If you're nearing age 65 or just trying to get a jump-start on planning ahead, you've probably started to think about Medicare and how it will affect your future finances - especially those related to health care.
Navigating HSAs and Medicare can be a bit confusing on their own, so trying to sort out how the two interact with each other can be overwhelming for many people. But, in order to make the most of your money, it's important to have a good understanding of what changes, and what doesn't.
So, can these two entities go together? It's not a question that can be wrapped up with a simple "yes or no" answer, so let's take a closer look at the relationship between the two.
When you reach age 65 and become eligible for Medicare, the biggest change you'll come across is that when you enroll in Medicare, you won't be able to make contributions to your HSA anymore. This is because in order to contribute to an HSA, you need to be enrolled in a qualified high-deductible health plan (HDHP) and Medicare doesn't meet that requirement.
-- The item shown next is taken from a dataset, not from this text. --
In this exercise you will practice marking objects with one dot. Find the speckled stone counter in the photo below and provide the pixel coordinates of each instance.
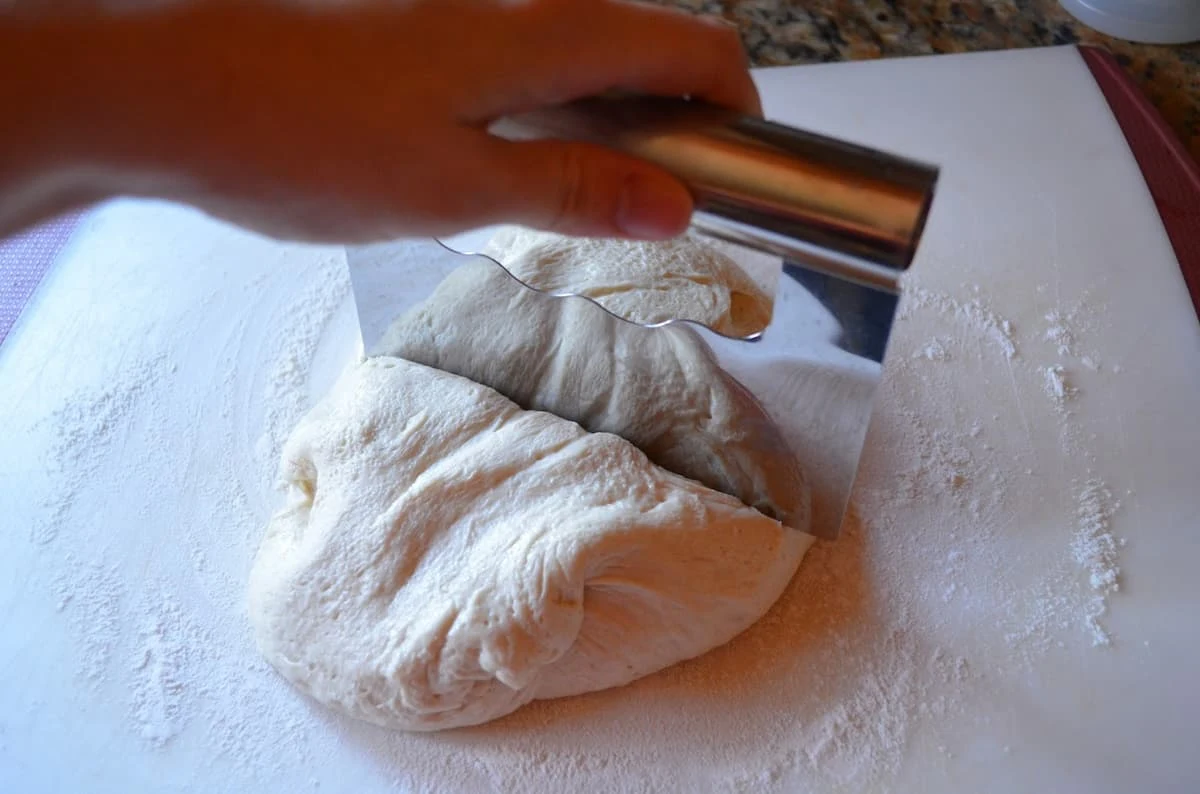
(803, 31)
But that doesn't mean all of your previously contributed dollars have gone to waste! You're not going to lose your previous contributions or the ability to put the money to work for you.
Your medical expenses
While your monthly contribution will be zero dollars, you'll still be able to withdraw your funds tax-free to pay for your out-of-pocket medical expenses. This includes any deductibles, copays, coinsurance or eligible items. You'll also find that there are qualified expenses that Medicare doesn't cover, but are HSA-eligible expenses, like dental care and hearing aids.
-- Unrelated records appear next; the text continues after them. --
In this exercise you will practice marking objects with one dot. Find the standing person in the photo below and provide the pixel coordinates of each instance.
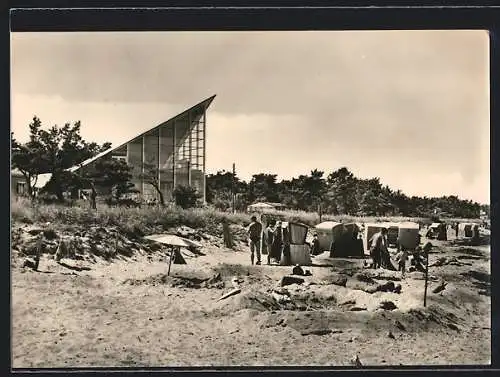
(268, 240)
(93, 196)
(277, 241)
(315, 245)
(401, 258)
(254, 232)
(378, 247)
(286, 247)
And unlike Medicaid, Medicare doesn't cover any long-term care options like nursing homes or in-home health aides. This type of care is often very costly, but you can use your HSA funds to offset some (or all) of the cost.
Your other expenses
Turning 65 changes completely changes how you can spend your HSA funds on other expenses. If you want, you can use your HSA as a retirement account and enjoy all of the money you contributed for any purpose you wish without penalty.
Before you turn 65, if you decide to spend your HSA funds on an unqualified expense you not only have to pay income taxes on the funds, but you're also subject to a 20% penalty. But once you turn 65, the 20% penalty is no more, so you're free to spend the money on anything you want. Much like a traditional IRA, any withdrawals you make will still be subject to income tax.
Whether or not you should use your HSA funds for non-medical expenses really depends on your individual financial situation. Since medical expenses can get more and more costly as you get older, it can be a wise decision to save your HSA funds strictly for medical expenses or financial emergencies.